INDIANAPOLIS — Cinderella is not here, according to Duke coach Mike Krzyzewski.
But it sure does look like it.
Tiny Butler - the 4,500-student private university that rarely charters flights, doesn't boast athletic dorms and plays in the nearby gym where the movie "Hoosiers" was filmed - will take on the fairy tale role when it faces the Blue Devils for the national basketball championship at Lucas Oil Stadium tonight.
Just don't expect the Bulldogs to turn into pumpkins at midnight.
"I think they're one of the best teams in the country," said Krzyzewski, whose program - cast in the role of wicked stepmother, again - will be playing for its fourth national title. "I think Cinderella would be if somebody had eight, nine losses and pulled some upsets, stuff like that, ... [but] they've beaten Syracuse and Kansas State and Michigan State."
Not to mention 30 other teams this season. The defensive-minded Bulldogs boast a nation-leading 25-game win streak; their 118 victories over the past four seasons are the fourth-highest total of any NCAA Division I team.
"If you look at our record, we've had success since I came here," senior forward Willie Veasley said. "We took Tennessee, my sophomore year, to overtime [in the NCAA tournament]. We battled the SEC champs, LSU, last year. If you want to call us that, you can - but I don't consider us a Cinderella."
Still, it's hard not to embrace the storybook aspect of Butler's journey.
The Bulldogs' baby-faced coach, Brad Stevens, gave up his 9-to-5 marketing job 10 years ago to pursue his coaching dream. At 33, he'll be the second-youngest ever to patrol the title-game sideline.
Their point guard, Ronald Nored, was shooting just 25 percent from the free-throw line in the NCAA tournament when he buried two free throws with 6.1 seconds left Saturday night to help beat Michigan State 52-50.
"When I signed, my friends asked, 'Is Butler even D-I?'" Nored, a sophomore on the NCAA Division I team, remembered Sunday, laughing.
Now they know. Everyone knows.
Forward Gordon Hayward, one of 10 Indiana kids on Butler's roster, was asked for his autograph in church Easter morning.

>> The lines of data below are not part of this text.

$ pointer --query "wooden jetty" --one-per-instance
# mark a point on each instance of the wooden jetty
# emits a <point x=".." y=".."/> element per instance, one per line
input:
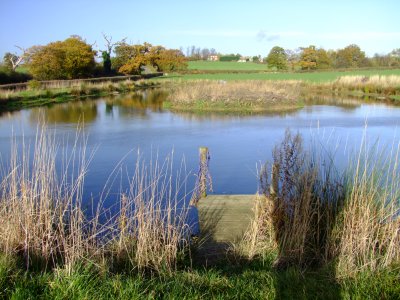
<point x="223" y="220"/>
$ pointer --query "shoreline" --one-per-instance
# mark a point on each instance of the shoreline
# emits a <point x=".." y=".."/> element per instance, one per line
<point x="250" y="96"/>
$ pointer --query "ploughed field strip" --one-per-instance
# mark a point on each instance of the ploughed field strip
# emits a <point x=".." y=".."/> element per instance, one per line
<point x="223" y="220"/>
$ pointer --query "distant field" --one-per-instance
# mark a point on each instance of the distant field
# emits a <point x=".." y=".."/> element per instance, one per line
<point x="226" y="66"/>
<point x="313" y="77"/>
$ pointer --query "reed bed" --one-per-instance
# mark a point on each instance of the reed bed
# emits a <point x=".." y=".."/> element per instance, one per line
<point x="318" y="216"/>
<point x="42" y="219"/>
<point x="209" y="94"/>
<point x="379" y="85"/>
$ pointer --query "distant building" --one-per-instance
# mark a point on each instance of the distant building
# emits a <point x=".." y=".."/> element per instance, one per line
<point x="245" y="59"/>
<point x="213" y="58"/>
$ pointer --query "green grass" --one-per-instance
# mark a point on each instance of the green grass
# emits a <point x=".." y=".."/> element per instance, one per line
<point x="311" y="77"/>
<point x="256" y="280"/>
<point x="226" y="66"/>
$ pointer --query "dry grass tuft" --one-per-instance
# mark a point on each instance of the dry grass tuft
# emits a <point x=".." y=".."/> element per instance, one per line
<point x="255" y="94"/>
<point x="317" y="216"/>
<point x="42" y="219"/>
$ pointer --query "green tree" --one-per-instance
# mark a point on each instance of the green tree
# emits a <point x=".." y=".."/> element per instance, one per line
<point x="167" y="60"/>
<point x="308" y="58"/>
<point x="350" y="57"/>
<point x="277" y="58"/>
<point x="69" y="59"/>
<point x="323" y="59"/>
<point x="131" y="58"/>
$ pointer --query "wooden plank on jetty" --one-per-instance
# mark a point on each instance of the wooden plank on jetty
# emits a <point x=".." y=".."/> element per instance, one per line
<point x="225" y="218"/>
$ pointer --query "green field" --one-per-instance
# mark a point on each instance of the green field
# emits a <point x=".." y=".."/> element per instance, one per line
<point x="309" y="76"/>
<point x="226" y="66"/>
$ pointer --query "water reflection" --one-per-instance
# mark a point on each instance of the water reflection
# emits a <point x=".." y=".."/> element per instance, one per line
<point x="136" y="104"/>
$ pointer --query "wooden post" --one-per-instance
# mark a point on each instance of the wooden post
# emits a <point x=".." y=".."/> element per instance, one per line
<point x="203" y="152"/>
<point x="273" y="189"/>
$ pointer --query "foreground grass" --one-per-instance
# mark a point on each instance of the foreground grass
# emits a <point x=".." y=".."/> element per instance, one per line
<point x="322" y="76"/>
<point x="255" y="280"/>
<point x="348" y="251"/>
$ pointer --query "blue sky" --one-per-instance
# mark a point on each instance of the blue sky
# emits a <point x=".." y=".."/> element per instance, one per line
<point x="245" y="27"/>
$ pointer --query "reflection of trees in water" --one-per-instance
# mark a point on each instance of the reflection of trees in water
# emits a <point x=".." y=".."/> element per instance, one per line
<point x="348" y="103"/>
<point x="137" y="104"/>
<point x="70" y="112"/>
<point x="9" y="114"/>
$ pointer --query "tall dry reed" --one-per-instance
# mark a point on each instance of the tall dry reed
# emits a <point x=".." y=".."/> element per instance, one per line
<point x="43" y="221"/>
<point x="320" y="216"/>
<point x="153" y="228"/>
<point x="254" y="93"/>
<point x="41" y="216"/>
<point x="369" y="229"/>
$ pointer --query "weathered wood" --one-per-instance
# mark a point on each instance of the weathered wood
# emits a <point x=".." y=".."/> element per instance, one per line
<point x="203" y="152"/>
<point x="225" y="218"/>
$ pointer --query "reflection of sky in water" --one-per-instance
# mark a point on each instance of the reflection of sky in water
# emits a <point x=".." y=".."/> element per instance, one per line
<point x="237" y="143"/>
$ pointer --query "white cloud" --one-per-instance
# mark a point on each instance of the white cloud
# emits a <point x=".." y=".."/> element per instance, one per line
<point x="215" y="33"/>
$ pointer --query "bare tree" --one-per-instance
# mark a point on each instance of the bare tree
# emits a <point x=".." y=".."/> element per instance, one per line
<point x="14" y="59"/>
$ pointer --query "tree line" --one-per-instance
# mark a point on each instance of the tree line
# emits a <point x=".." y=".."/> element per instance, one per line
<point x="75" y="58"/>
<point x="313" y="58"/>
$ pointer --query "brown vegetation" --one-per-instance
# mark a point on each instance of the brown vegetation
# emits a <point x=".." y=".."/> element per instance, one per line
<point x="314" y="216"/>
<point x="242" y="95"/>
<point x="42" y="219"/>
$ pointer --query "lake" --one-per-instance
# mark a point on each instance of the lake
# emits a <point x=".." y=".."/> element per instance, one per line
<point x="117" y="127"/>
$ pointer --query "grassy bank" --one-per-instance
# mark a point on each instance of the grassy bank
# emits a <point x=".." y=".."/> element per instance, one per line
<point x="225" y="66"/>
<point x="318" y="77"/>
<point x="37" y="96"/>
<point x="317" y="233"/>
<point x="255" y="280"/>
<point x="269" y="96"/>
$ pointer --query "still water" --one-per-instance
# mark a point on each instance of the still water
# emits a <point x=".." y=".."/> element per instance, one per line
<point x="118" y="127"/>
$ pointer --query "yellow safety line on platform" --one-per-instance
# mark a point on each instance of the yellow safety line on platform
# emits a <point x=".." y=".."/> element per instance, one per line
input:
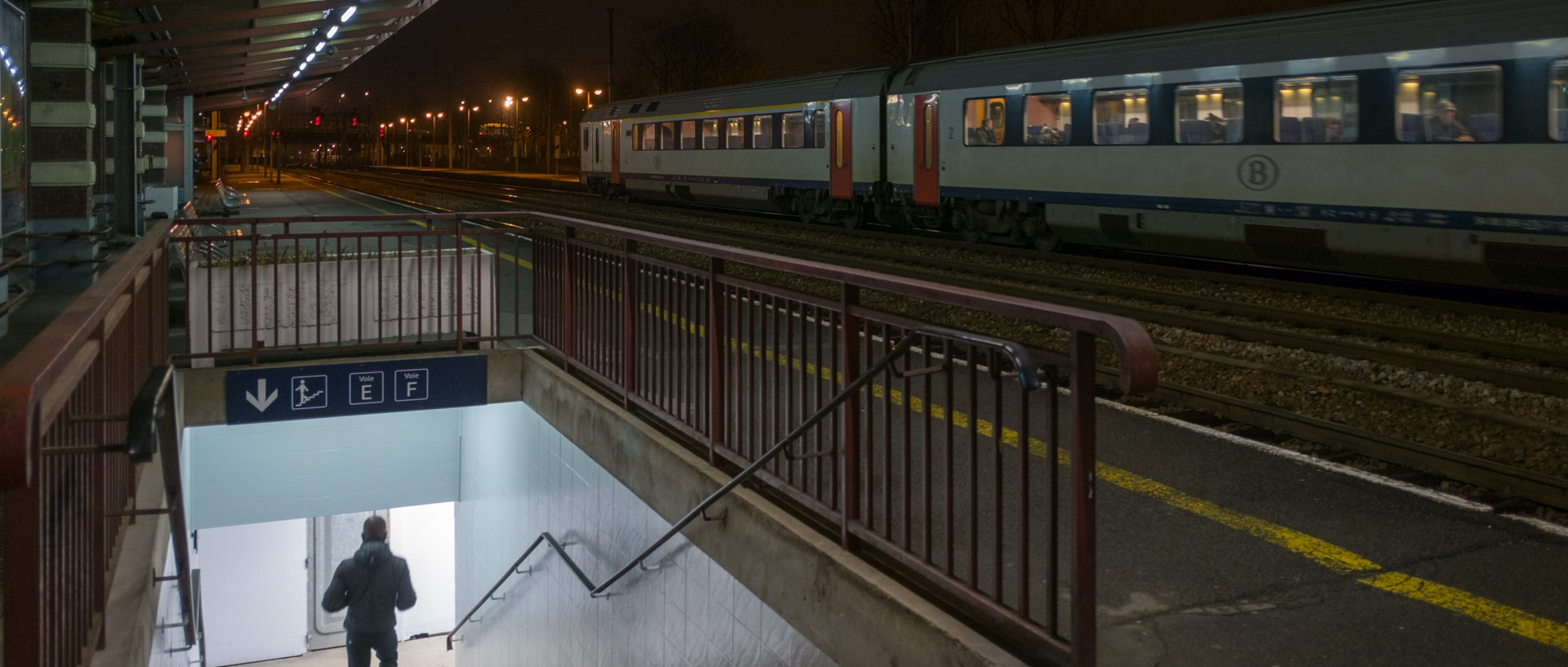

If they are required to attend class today, Nored and Veasley figure there will be more talk of defensive strategy and outside shooting than of physics or calculus or history.
"I think the days of being anonymous are over," Veasley said.
After the win over the Spartans, according to The Associated Press, a sign on Butler's campus, just six miles away, read, "Let's win this one for all the small schools that never had the chance to get here."
It was quoting from a line in the movie "Hoosiers," before fictional underdog Hickory High won the Indiana state basketball championship.
But those scripted words have some truth to them.
If fifth-seeded Butler can pull the upset over the top-seeded Blue Devils, the Bulldogs would become the first team to win the championship from outside the big-time basketball mainstream since 1966, when Texas Western (now UTEP) upset Kentucky.
It adds yet another aspect to the Cinderella story - if the glass slipper doesn't exactly fit.
"If I wasn't playing them, I probably would root for them," said Duke senior Lance Thomas.